Pour moi, il ne s'agit plus seulement de nervosité, mais aussi d'excitation, du désir de gagner le cœur des gens avec mes tatouages et de montrer que les motifs botaniques peuvent être forts et vraiment mémorables. Je ne veux pas simplement participer. Je veux surprendre les gens à nouveau, attirer leur attention et laisser une impression.

De plus, cette fois, je participerai également à l'exposition de costumes. Je préparerai mon costume botanique et montrerai ce à quoi cette direction peut ressembler à plus grande échelle. Je suis très intéressée par la révélation des motifs botaniques sous un nouveau jour.

Tatoueuse Polina Red Head

Quels sont vos projets pour un avenir proche — dans votre travail, vos voyages, vos conventions ou vos projets créatifs ?

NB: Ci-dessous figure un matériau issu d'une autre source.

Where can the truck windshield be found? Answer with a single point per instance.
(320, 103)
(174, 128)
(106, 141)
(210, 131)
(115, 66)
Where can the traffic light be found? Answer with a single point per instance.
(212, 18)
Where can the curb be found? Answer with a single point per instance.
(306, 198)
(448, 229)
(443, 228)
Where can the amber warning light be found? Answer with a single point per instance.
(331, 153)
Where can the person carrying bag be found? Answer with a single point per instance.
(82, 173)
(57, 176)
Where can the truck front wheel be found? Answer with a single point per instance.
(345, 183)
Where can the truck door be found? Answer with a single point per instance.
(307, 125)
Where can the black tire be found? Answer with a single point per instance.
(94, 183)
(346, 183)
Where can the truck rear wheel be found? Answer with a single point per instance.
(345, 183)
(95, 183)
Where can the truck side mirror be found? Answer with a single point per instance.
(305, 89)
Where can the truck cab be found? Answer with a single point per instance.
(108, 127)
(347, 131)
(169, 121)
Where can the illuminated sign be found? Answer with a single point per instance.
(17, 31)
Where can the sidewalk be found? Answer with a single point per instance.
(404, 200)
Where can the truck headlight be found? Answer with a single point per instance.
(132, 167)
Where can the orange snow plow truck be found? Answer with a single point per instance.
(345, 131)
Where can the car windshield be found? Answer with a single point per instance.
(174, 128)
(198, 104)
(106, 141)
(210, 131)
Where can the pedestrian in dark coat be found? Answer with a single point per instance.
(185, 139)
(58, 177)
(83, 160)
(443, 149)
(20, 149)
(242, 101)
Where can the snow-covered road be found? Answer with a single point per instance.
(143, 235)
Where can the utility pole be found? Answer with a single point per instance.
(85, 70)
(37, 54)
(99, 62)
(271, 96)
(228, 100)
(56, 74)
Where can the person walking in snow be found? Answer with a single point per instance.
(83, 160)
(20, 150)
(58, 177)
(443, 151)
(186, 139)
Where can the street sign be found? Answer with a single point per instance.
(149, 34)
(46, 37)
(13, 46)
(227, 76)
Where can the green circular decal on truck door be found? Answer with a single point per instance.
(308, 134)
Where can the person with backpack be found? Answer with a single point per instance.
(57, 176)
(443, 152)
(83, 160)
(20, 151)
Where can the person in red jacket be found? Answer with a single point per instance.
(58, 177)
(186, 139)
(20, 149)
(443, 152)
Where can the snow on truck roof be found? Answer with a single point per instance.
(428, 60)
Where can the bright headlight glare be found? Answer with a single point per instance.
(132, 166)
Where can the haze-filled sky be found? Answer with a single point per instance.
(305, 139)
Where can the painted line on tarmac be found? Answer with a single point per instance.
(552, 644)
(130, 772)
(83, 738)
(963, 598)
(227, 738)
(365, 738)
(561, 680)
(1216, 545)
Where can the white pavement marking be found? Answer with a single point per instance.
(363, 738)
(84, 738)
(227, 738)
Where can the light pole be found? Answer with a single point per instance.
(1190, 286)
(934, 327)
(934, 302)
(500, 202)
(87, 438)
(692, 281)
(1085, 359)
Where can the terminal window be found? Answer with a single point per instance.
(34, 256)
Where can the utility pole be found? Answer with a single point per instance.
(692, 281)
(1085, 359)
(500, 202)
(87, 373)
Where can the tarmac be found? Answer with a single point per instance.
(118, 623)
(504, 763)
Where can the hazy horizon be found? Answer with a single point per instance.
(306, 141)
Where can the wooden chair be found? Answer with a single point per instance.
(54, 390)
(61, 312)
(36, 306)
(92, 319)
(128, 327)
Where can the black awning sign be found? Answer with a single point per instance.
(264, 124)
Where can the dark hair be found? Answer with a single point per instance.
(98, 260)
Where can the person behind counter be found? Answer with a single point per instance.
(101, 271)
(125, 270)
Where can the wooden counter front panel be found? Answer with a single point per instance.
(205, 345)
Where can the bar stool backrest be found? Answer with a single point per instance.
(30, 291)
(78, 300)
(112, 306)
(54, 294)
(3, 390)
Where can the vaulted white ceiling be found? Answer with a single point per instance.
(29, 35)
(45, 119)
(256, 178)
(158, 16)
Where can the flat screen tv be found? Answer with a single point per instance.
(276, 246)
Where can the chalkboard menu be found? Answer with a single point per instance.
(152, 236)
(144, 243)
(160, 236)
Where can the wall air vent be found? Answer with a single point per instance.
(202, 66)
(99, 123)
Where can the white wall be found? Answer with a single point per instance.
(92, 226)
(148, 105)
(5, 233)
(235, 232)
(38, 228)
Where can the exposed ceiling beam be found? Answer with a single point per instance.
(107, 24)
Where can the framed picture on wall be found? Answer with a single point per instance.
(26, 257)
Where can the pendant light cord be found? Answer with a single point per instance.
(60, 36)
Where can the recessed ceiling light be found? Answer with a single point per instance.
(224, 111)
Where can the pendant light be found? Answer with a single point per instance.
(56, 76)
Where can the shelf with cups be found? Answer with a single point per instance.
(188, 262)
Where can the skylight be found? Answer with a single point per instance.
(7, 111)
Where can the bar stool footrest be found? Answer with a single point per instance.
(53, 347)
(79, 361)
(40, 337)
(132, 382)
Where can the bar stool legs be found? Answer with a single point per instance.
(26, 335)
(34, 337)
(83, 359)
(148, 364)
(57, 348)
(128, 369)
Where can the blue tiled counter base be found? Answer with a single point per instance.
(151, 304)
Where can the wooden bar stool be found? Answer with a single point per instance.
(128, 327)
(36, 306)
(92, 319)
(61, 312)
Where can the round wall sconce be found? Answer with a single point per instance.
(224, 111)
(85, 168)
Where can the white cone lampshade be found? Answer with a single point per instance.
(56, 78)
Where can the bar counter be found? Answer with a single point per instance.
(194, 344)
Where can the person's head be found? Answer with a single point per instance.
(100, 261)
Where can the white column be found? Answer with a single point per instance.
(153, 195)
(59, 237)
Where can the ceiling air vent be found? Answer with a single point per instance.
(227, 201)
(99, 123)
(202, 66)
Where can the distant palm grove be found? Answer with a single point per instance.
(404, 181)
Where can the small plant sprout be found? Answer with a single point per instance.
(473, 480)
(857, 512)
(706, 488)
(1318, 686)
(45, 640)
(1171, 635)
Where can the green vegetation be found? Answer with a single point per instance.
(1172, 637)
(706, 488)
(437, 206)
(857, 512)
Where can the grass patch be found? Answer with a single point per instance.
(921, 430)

— Dans un avenir proche, je veux continuer à grandir et atteindre progressivement un niveau international. Je suis intéressée à montrer mon travail à un nouveau public, à participer à des projets créatifs, à rencontrer des artistes talentueux et à trouver des personnes qui se sentent proches de mon esthétique.

Je veux me développer techniquement et approfondir encore plus mon propre style reconnaissable. Il est important pour moi de créer des tatouages qui impressionnent, restent dans les mémoires et embellissent la personne qui les porte.